Input: hotel = Room("Lobby")
Output: ['Lobby']
Explanation: The tree has only one node, so return its value.

EDGE CASE
Input: hotel = None
Output: []
Explanation: The tree is empty, so return an empty list.

Input: hotel = Room("Lobby", Room(101))
Output: ['Lobby', 101]
Explanation: The tree has only two nodes, with one child on the left.

2: M-atch

Match what this problem looks like to known categories of problems, e.g., Linked List or Dynamic Programming, and strategies or patterns in those categories.

For problems involving traversing a binary tree in level order, we can consider the following approaches:

• Level Order Traversal (BFS): Use a queue to traverse the tree level by level, appending each node's value to the result list as we go.
• Breadth-First Search (BFS): Implement BFS by using a queue to ensure that nodes are processed level by level from left to right.

3: P-lan

Plan the solution with appropriate visualizations and pseudocode.

Plan

1. Initialize:
   • If the hotel tree is empty (None), return an empty list.
   • Initialize a queue with the root node and an empty result list.
2. Level Order Traversal:
   • While the queue is not empty:
     • Dequeue the front node from the queue.
     • Append the node's value to the result list.
     • If the node has a left child, enqueue it.
     • If the node has a right child, enqueue it.
3. Return the result list containing the room values in level order.

BFS Implementation

Pseudocode:

1) If `hotel` is `None`, return an empty list.
2) Initialize a queue with `hotel` as the first element and an empty result list.
3) While the queue is not empty:
    a) Dequeue the first node in the queue.
    b) Append the node's value to the result list.
    c) If the node has a left child, enqueue it.
    d) If the node has a right child, enqueue it.
4) Return the result list.

4: I-mplement

Implement the code to solve the algorithm.

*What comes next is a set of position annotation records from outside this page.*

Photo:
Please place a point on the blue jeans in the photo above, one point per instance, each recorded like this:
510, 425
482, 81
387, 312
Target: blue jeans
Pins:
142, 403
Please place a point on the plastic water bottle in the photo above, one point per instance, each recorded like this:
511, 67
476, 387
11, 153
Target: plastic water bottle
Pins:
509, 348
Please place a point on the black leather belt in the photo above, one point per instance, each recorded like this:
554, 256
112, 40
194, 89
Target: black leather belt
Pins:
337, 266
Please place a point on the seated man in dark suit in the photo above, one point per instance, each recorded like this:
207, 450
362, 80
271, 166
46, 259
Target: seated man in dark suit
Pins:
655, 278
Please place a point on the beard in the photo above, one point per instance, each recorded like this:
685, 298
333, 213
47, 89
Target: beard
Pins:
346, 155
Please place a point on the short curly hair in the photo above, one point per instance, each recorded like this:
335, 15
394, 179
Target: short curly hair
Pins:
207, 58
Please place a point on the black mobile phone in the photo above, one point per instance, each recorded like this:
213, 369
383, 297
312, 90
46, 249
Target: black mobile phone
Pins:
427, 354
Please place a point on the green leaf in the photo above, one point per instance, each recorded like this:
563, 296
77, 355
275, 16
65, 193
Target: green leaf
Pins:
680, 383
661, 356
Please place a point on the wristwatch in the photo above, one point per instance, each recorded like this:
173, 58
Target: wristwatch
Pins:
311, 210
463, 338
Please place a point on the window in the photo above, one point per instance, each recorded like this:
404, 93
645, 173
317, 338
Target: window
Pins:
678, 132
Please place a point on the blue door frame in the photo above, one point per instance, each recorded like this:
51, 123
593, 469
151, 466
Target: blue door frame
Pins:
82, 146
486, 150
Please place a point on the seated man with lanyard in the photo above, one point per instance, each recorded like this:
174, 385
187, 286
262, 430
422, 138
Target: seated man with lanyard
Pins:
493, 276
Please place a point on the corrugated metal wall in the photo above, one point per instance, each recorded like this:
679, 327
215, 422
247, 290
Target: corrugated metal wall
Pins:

from collections import deque

class TreeNode:
    def __init__(self, value, left=None, right=None):
        self.val = value
        self.left = left
        self.right = right

def map_hotel(hotel):
    if not hotel:
        return []
    
    result = []
    queue = deque([hotel])
    
    while queue:
        node = queue.popleft()
        result.append(node.val)
        
        if node.left:
            queue.append(node.left)
        if node.right:
            queue.append(node.right)
    
    return result

5: R-eview

Review the code by running specific example(s) and recording values (watchlist) of your code's variables along the way.

• Trace through your code with the input hotel = Room("Lobby", Room(101, Room(201, Room(301)), Room(202)), Room(102, Room(203), Room(204, None, Room(302)))):
  • The BFS should correctly explore the tree level by level and return the list ['Lobby', 101, 102, 201, 202, 203, 204, 301, 302].

6: E-valuate

Evaluate the performance of your algorithm and state any strong/weak or future potential work.

Assume N represents the number of nodes in the tree.

• Time Complexity: O(N) because each node in the tree must be visited once.
• Space Complexity: O(N) due to the queue storing nodes at each level during traversal.